The result is what Kleos should have been from the beginning: a voice-first dashboard that lets you have a natural conversation with Lyra while a KB browser panel sits beside the transcript. Streaming Claude responses with full markdown rendering. Project status, active tasks, recent journal entries — all surfaced from the same vault that every other interaction writes to.
Don’t compete with what the platform already does. Redirect the good infrastructure.
Nyx: the anti-pattern decision
Nyx is a GPU-accelerated Rust terminal. The developer’s preferred interface — fast rendering, built for people who spend their working life in a terminal window.
The obvious tempting design is: give Lyra a terminal executor. Let the AI run commands on your behalf. Autonomous execution, right there in your shell.

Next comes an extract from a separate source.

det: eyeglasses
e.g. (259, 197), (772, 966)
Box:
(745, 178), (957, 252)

I ruled that out explicitly and documented why. Claude Code already exists. It does agentic terminal execution extremely well, built by a team with resources I don’t have, iterated on faster than I can maintain a reinvented version. NanoClaw already provides remote Claude Code sessions as a built-in capability. Building the same thing again in Nyx is maintenance burden without differentiated value.
What Nyx actually does is different and more interesting. When you cd into a project directory, Nyx detects it and loads the relevant KB context automatically. You can run lyra log "resolved the DPAPI session issue" and it writes a progress note to the correct project in the vault, with the timestamp and context already filled in. When a known error pattern appears in command output, the relevant runbook surfaces in a sidebar panel. Active tasks for the current project live in the status bar.

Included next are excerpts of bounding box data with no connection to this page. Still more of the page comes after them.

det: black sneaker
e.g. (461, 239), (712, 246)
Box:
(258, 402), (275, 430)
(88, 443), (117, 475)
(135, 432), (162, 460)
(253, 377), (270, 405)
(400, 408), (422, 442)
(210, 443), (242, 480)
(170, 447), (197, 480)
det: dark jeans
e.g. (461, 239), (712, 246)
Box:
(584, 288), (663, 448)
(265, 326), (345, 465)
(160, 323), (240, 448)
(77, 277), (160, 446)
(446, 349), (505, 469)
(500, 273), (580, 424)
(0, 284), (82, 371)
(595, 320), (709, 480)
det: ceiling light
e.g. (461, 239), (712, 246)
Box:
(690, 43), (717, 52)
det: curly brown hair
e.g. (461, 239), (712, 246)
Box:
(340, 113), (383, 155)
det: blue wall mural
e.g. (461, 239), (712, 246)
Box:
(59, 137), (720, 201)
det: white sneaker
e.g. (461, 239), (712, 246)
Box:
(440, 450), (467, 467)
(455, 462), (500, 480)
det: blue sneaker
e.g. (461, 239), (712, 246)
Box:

Nyx is not an executor. It’s a developer-context-aware surface for the same brain. The terminal knows where you are. That context — current directory, active project, git branch — makes Lyra’s responses sharper in ways a WhatsApp message never can.
The Lyra integration is also explicitly one optional module, not Nyx’s core identity. Nyx needs to work brilliantly as a local AI-powered terminal without any network dependency. When Lyra is available, it gets better. That’s the right relationship between a client and a platform.
The shared layer
The knowledge base is what ties this together.
One Obsidian vault, mounted into every NanoClaw container. Kleos writes a voice note → it lands in the vault. A WhatsApp message captures a decision → it lands in the vault. Nyx logs a debugging session → same vault. The next session on any surface picks up where any other surface left off.
The brain doesn’t care which mouth is talking. The knowledge accumulates regardless of interface.
This is also the open source story. NanoClaw is the agent platform — the reference implementation for anyone who wants to run their own containerised Claude assistant with a persistent knowledge layer. Kleos is the reference web client, demonstrating how to build a voice dashboard on top of NanoClaw’s API. Nyx is the reference terminal client, demonstrating how to wire developer context into the same backend. Three separate repositories. One coherent system.
The principle
The interface is not the intelligence.
A single great chat interface with mediocre AI does less than three average interfaces sharing one excellent brain. The tendency in this space is to over-invest in the surface — to build a beautiful product experience around a model that isn’t actually that capable in the specific context you need. The better investment is the other direction: make the brain excellent, make the memory deep, then build whatever surfaces you actually need for the situations you actually find yourself in.
WhatsApp for async mobile. Kleos for voice conversation with rich rendering. Nyx for dev sessions where terminal context is the most relevant thing about where you are.
Same brain. Same knowledge. Different mouth for different moments.
The views expressed here are my own. Examples and scenarios are composites drawn from broad industry experience and do not represent any specific organization, product, or system.